Peter Rhodes on the Covid blame game, an encounter with deer and memories of the foot-and-mouth contagion

Read the latest column from Peter Rhodes.

Hello again, deer (Photo: John Hayward)
Hello again, deer (Photo: John Hayward)

Just spent an hour trudging through three inches of that stuff the Met Office said we wouldn't be seeing again.

Ah, the joys of middle age. Layers are the secret of cold-weather yomping. So it's on with the briefs, thermal long Johns, thermal vest, T-shirt, fleece trousers, sailing overtrousers with braces, puffa body warmer, wellies, neckover, woolly hat, fleece, anorak. And thus attired against the cold, guess what you suddenly need, with great urgency?

A surprise on this wintry (can also be spelt wintery) (and spelt can also be spelt spelled) trek was to find three deer in the field next to Chateau Rhodes. Not the little muntjac fellas who race around all the time, but three proper, pony-high roe deer with white bottoms and surprised faces. The last time I recall them this close to the house was in another rotten year, 2001. It was 20 years ago this winter that foot and mouth disease broke out. By the time it was over, six million farm animals had been destroyed and the countryside reeked with the stench from their funeral pyres.

During that ghastly year, all the footpaths were closed and, with no humans or dogs to frighten them, deer and buzzards steadily drifted back into our neighbourhood. When it was over and the ramblers reappeared, the deer cleared off. But the buzzards stayed and spend their summers screaming at each other while soaring on the thermals. Not the long John sort.

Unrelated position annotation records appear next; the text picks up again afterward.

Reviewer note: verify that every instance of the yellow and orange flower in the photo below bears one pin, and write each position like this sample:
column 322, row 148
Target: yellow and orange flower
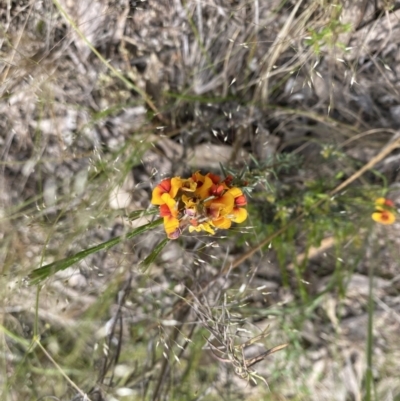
column 384, row 211
column 200, row 202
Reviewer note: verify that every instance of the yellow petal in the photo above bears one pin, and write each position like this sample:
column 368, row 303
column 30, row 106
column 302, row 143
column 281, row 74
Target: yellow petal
column 170, row 224
column 222, row 205
column 156, row 196
column 379, row 203
column 167, row 200
column 235, row 192
column 203, row 192
column 384, row 217
column 239, row 215
column 176, row 185
column 223, row 223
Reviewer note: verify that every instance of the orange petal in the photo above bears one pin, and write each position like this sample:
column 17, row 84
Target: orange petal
column 203, row 191
column 166, row 198
column 214, row 178
column 384, row 217
column 223, row 205
column 235, row 192
column 163, row 187
column 239, row 215
column 176, row 234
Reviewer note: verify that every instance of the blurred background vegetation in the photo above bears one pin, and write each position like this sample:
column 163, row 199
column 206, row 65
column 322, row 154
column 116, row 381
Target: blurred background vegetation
column 101, row 100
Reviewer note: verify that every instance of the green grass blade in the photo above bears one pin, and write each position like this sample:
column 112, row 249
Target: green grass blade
column 43, row 272
column 150, row 259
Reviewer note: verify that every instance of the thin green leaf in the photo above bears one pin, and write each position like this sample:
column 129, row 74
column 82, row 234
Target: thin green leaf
column 43, row 272
column 150, row 259
column 141, row 213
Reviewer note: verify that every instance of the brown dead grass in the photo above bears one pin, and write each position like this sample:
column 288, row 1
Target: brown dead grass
column 228, row 78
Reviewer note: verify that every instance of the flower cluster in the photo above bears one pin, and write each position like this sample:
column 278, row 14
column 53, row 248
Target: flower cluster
column 384, row 211
column 200, row 202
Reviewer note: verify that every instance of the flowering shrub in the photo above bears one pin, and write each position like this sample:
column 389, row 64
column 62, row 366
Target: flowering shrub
column 384, row 211
column 200, row 202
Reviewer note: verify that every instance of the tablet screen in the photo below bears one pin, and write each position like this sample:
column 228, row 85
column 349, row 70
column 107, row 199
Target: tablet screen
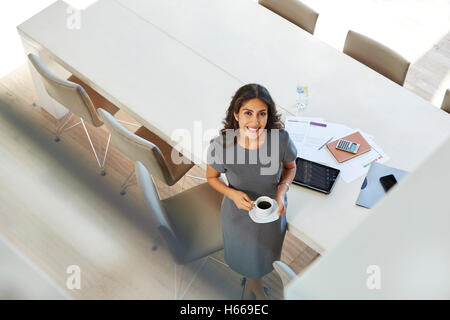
column 315, row 175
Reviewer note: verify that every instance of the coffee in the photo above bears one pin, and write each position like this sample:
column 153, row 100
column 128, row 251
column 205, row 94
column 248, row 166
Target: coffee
column 264, row 205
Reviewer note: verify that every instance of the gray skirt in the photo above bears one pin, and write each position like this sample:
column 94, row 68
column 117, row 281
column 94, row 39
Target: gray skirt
column 250, row 248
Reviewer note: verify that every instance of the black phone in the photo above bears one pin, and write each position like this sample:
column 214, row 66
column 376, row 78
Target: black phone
column 388, row 182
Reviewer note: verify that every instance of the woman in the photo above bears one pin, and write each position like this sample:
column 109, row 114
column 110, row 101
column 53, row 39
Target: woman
column 252, row 134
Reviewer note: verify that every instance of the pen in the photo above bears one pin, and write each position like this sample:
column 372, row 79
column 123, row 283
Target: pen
column 325, row 143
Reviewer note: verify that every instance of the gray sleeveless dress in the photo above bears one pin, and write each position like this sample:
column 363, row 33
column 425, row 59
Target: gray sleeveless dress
column 250, row 248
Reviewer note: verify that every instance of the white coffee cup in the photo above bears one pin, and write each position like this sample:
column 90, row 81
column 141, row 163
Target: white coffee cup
column 261, row 212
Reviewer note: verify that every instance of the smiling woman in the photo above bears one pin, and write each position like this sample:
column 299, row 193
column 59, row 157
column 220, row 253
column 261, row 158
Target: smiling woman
column 252, row 125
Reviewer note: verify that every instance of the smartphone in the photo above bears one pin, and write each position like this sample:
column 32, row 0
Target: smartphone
column 388, row 182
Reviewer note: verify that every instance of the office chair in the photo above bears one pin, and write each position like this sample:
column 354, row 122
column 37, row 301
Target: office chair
column 286, row 274
column 153, row 152
column 80, row 99
column 376, row 56
column 189, row 223
column 446, row 102
column 293, row 11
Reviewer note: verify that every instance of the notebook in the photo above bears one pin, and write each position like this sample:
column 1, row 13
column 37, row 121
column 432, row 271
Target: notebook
column 341, row 155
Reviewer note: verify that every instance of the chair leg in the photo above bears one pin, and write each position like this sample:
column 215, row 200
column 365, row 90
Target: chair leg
column 129, row 123
column 93, row 149
column 106, row 150
column 125, row 184
column 61, row 127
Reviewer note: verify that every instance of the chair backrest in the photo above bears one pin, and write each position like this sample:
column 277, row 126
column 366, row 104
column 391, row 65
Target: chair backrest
column 446, row 102
column 286, row 274
column 156, row 207
column 71, row 95
column 294, row 11
column 376, row 56
column 136, row 148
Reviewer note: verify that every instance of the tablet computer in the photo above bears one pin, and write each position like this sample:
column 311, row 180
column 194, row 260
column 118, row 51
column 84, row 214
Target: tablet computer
column 315, row 176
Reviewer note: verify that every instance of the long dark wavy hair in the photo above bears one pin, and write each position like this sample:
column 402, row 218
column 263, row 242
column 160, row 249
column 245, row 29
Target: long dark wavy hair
column 245, row 93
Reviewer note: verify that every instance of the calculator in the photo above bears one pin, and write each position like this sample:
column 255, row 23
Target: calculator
column 348, row 146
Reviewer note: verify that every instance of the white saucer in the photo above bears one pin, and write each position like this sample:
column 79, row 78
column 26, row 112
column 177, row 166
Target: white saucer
column 273, row 216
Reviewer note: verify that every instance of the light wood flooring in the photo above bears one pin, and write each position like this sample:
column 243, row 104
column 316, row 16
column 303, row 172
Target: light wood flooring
column 58, row 211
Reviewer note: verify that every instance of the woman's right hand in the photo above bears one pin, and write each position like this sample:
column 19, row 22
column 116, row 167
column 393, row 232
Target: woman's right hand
column 241, row 200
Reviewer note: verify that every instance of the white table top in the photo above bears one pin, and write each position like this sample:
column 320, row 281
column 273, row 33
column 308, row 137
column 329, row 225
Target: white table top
column 151, row 56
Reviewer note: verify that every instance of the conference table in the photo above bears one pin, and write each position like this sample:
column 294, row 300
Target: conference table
column 174, row 65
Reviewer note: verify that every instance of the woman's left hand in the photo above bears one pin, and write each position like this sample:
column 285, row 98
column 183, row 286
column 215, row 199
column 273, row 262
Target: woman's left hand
column 281, row 207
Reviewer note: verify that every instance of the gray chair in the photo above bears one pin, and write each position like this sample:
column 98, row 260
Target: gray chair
column 286, row 274
column 376, row 56
column 189, row 223
column 293, row 11
column 148, row 148
column 80, row 99
column 446, row 102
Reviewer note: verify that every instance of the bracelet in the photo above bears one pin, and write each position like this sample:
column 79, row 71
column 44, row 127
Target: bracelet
column 284, row 183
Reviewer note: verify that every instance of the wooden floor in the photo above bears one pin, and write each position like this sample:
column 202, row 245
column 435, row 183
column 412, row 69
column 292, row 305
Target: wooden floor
column 59, row 211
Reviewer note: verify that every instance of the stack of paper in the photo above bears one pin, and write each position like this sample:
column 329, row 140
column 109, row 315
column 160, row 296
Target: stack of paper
column 310, row 136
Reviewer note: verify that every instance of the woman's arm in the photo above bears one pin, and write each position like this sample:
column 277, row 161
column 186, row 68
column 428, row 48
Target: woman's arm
column 240, row 199
column 287, row 175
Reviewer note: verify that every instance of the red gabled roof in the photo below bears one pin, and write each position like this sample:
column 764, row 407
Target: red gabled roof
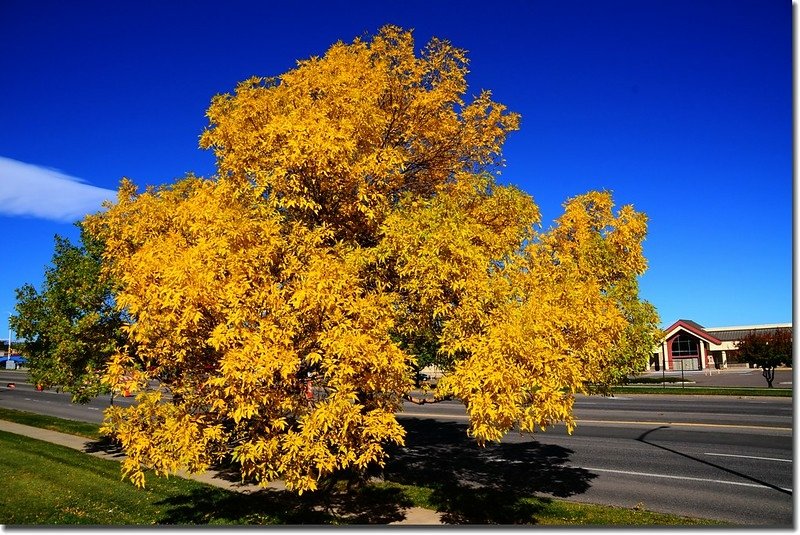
column 694, row 328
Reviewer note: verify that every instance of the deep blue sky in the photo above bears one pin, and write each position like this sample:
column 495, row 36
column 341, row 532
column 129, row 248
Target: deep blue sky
column 680, row 107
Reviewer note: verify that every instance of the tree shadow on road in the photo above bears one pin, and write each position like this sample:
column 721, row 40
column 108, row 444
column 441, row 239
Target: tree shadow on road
column 490, row 485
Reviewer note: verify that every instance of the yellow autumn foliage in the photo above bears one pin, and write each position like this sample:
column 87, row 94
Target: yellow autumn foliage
column 278, row 309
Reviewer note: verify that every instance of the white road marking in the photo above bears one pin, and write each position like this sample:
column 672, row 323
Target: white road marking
column 613, row 422
column 683, row 478
column 749, row 457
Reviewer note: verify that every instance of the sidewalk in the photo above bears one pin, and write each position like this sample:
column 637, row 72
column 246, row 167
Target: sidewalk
column 730, row 377
column 415, row 516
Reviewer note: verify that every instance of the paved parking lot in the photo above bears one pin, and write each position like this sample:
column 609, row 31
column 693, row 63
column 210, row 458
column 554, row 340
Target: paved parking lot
column 732, row 377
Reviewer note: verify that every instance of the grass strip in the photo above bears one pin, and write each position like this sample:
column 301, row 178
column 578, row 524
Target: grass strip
column 549, row 512
column 72, row 427
column 51, row 485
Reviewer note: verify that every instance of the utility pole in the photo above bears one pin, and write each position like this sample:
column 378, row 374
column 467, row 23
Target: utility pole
column 8, row 359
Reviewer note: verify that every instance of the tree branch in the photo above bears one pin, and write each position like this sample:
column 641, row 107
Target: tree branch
column 424, row 400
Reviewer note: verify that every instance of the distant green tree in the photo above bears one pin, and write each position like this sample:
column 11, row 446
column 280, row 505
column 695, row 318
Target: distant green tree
column 70, row 327
column 767, row 351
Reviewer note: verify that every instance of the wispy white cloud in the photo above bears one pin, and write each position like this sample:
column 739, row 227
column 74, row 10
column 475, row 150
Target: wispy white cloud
column 27, row 189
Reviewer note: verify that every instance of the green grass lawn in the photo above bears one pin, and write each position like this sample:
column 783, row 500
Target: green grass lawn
column 51, row 485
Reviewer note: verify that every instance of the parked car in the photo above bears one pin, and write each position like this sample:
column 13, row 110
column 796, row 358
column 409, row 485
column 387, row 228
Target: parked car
column 16, row 359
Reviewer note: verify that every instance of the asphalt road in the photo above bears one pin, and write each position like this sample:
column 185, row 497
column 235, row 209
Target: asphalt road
column 727, row 458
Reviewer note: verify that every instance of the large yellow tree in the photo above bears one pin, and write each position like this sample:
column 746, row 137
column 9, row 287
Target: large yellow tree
column 354, row 224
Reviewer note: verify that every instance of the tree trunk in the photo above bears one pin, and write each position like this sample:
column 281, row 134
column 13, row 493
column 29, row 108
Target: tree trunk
column 769, row 375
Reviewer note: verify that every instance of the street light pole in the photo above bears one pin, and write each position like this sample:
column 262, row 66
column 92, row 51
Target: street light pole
column 8, row 359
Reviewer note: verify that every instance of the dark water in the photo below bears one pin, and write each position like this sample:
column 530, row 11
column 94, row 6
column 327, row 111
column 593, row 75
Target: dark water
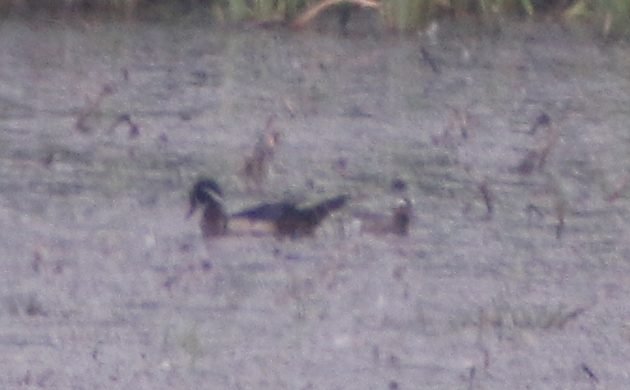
column 105, row 284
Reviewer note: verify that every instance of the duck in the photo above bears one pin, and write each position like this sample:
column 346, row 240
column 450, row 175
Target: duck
column 281, row 219
column 208, row 194
column 287, row 219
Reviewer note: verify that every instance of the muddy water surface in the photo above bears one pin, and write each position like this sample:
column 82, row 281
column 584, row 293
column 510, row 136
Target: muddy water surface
column 507, row 276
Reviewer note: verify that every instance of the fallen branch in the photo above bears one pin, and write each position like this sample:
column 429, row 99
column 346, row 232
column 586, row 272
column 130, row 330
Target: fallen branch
column 312, row 12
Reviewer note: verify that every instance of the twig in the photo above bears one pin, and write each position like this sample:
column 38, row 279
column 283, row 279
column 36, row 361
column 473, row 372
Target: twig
column 312, row 12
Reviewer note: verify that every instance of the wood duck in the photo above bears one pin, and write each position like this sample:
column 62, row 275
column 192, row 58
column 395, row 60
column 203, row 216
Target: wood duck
column 207, row 193
column 286, row 219
column 283, row 219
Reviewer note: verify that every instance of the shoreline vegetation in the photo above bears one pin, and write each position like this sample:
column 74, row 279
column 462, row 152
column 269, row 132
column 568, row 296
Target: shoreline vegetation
column 608, row 17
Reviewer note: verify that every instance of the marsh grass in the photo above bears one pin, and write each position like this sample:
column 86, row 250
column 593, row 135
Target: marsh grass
column 609, row 17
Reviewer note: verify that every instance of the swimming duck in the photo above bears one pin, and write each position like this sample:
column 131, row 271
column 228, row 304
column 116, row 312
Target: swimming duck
column 207, row 193
column 283, row 219
column 286, row 219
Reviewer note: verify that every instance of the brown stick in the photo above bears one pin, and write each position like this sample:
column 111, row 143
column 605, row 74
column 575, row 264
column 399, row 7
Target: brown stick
column 312, row 12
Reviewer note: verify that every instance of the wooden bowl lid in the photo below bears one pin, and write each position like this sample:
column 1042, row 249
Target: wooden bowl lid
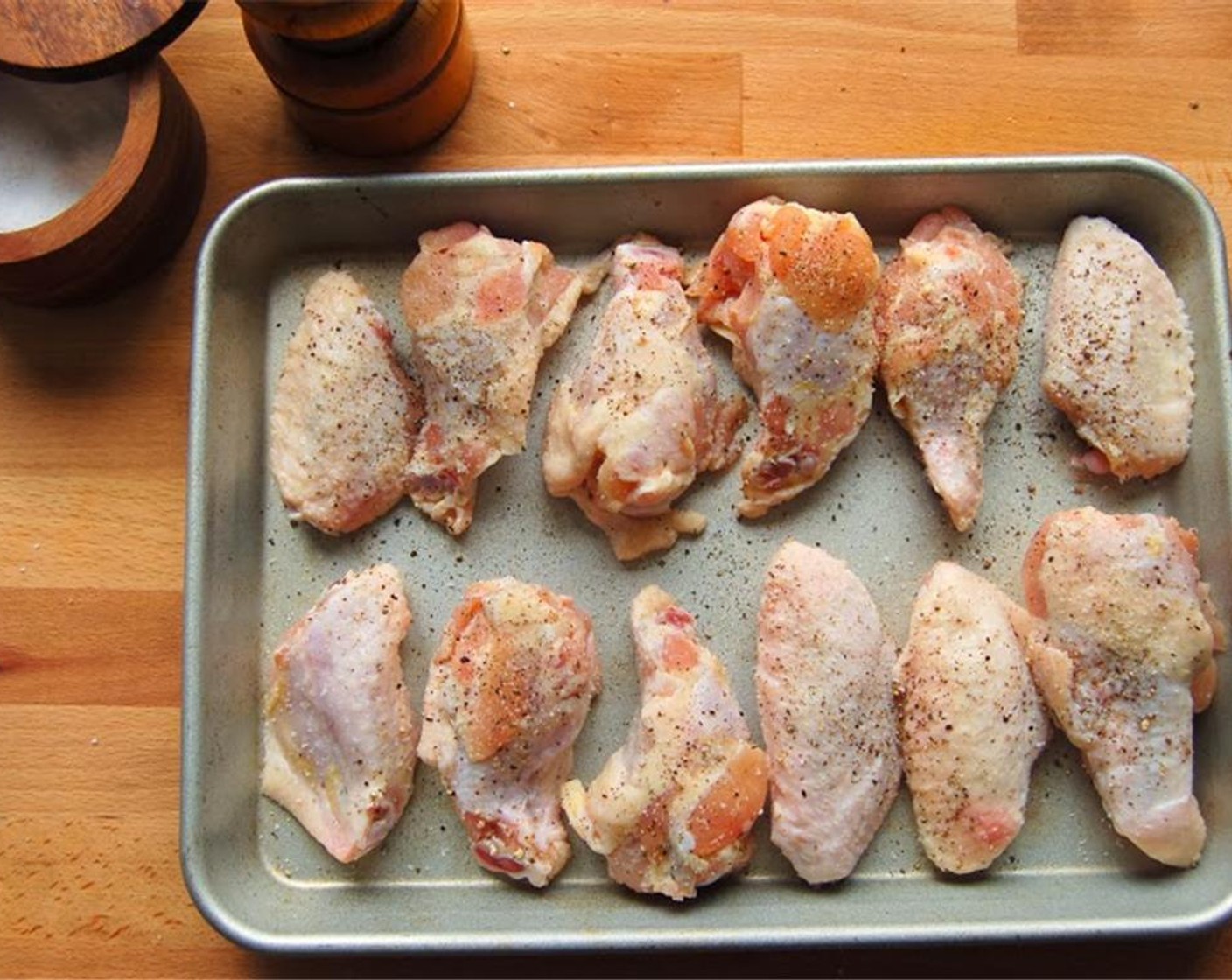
column 79, row 39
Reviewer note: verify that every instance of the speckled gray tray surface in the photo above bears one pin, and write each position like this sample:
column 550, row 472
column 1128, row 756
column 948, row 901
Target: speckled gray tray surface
column 250, row 573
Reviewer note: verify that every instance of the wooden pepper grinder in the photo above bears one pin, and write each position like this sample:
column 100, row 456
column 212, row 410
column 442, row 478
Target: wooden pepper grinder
column 372, row 78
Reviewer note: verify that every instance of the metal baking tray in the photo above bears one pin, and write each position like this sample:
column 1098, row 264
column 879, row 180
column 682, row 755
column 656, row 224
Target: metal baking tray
column 249, row 573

To recap. The new English variant of Covid-19 may be 30 per cent more lethal than the old sort. Or 40 per cent. Or even (depending on the medical team you trust) a worrying 90 per cent. So how certain of these predictions are the doctors? About 50 per cent, apparently.

Again, the golden rules of this pandemic. If something goes right, it's thanks to the NHS. If something goes wrong, blame the Government.

By way of example, Labour leader Keir Starmer describes a new vaccination centre in Stevenage as “a real tribute to the NHS, to the team here and all the volunteers.” On the same day Labour's cheerleader columnist Polly Toynbee tells us: “There will be inquests into why care home deaths are rapidly rising again, as the government fails to vaccinate half of them.” You could just as easily argue that the Government should get credit for the vaccination centre while the NHS could be blamed for not jabbing enough old folk. But it doesn't fit the agenda, does it?

Back to the online calculator to find out when I can expect my first jab. A couple of weeks ago, you may recall, I was pencilled in for May 28. The latest calculation tells me: “Based on your profile, there are between 4,825,942 and 7,205,162 people in front of you in the queue for a Covid vaccine across the UK.” Not terribly precise, is it? I suspect it's not so much a calculator as an abacus.